Tan questions the modern and post modern idea of "empty homogenized" clock time, where all of time is measured out into single and impartial moments that can be controlled. For me i was struck by the reality that not everyone always had clocks on there wall, and for all of time...time has not been measured by the passing of measurable moments. Another way of looking at time is as "liturgical", filling time with meaning....here are some of my favorite quotes from the blog:
When time becomes defined by an endless string of moments, what becomes denied is the possibility of radical transformation, what Walter Benjamin calls a “Messianic cessation of happening”. Things are always the way they are, and things will always be the way they are. There is a despair that becomes particularly acute when you consider that in postmodernity, the essentially modern search continues for individual security. There is a hyper-emphasis on the isolated monad, which heightens the sense that social relations are, as Daniel M. Bell observes, merely relations of “combat and sheer assertion”.

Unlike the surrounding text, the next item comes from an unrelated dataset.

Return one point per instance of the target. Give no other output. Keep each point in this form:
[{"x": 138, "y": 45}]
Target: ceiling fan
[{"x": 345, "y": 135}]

both modern and postmodern time requires stripping time of any significance. Liturgical time, by contrast, in following a liturgical calendar, actually fills the time with meaning.
Tan's thoughts are interesting and deep, and I enjoyed reading through it. I just got onto Tan's work today, but I like what I initially see of him. Tan is a professor of theology and philosophy at the Australian Catholic University, he edits a blog called the "divine wedgie" and already I have found his doctoral thesis and another paper he wrote online: thick stuff that I am looking forward to getting into at some point.